I currently have a .wav signal that was recorded at a 48 kHz sample rate, with a central frequency of 5.260 MHz and bandwidth of 4 kHz. I'm trying to get some information from this signal, specifically the location of the frequency peaks using matlab, which I would expect to be around 5.260 MHz. The code I'm using to generate the power spectral density is as follows:
path = '5.260MHz.wav';
f0 = 5.260e6; % frequency 5.260 MHz
% sample properties
[x, Fs] = wavread(path); % Fs = 48 kHz
alias = 48e3*floor(f0/48e3); % starting frequency of target alias
%estimate spectrum
[psd, f] = pwelch(x, 512, [], [], Fs);
% If the frequency lies in one of the mirror frequency bands,
% we have to rotate about half the sample rate.
if (mod(f0, 48e3) > 24e3)
f = Fs - f;
end
plot(f + alias, psd)
This script produces the following plot
The bandwidth does seem to be 4 kHz as expected, but the frequency peaks appear to be in the wrong place. I would expect them to occur between 5.256 and 5.264 MHz, or maybe 5.258 and 5.262 MHz, not between 5.276 and 5.280 MHz.
However, when I generated my own files with the same central frequency and bandwidth, I got the following when I ran the above script:
% signal properties
f0 = 5.260e6; % frequency 5.260 MHz
sf = 4e3; % bandwidth 4 kHz
% sample properties
fs = 24e6; % sampling frequency 24 MHz
N = 10e6; % number of samples
% generate random frequency modulated sinusoidal signal
fi = smooth(randn(N, 1), 11);
fi = fi / std(fi) * sf + f0;
x = cos(2 * pi * cumsum(fi) / fs);
% downsample to 48 kHz (factor 500)
x = x(1 :500: end);
fs = fs / 500;
wavwrite(x, fs, 'test_5.260MHz.wav');
This plot is exactly as expected, using the same script as the first plot. I'm wondering if I should be treating the first input different in some way to have it graphed correctly.

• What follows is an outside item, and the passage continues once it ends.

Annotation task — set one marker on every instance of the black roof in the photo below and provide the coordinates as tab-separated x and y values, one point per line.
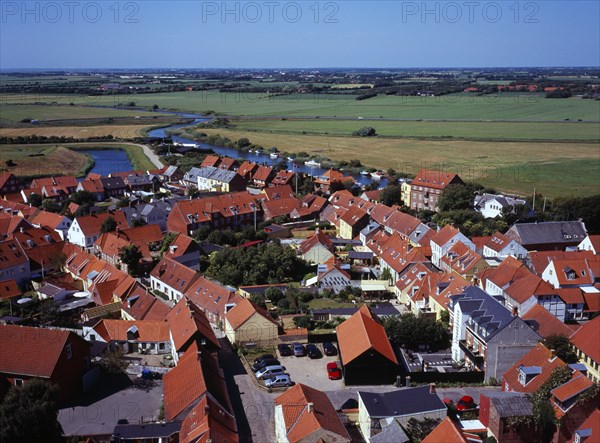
405	401
550	232
148	430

So far I've tried testing some other generated cosine signals using the same code as above, and they all graph correctly. However, every data signal I've tried has been off to some degree (I can post different sample plots if that would be useful). It could be an error with the data collection instrument, but it's far more likely to be a bug in my code.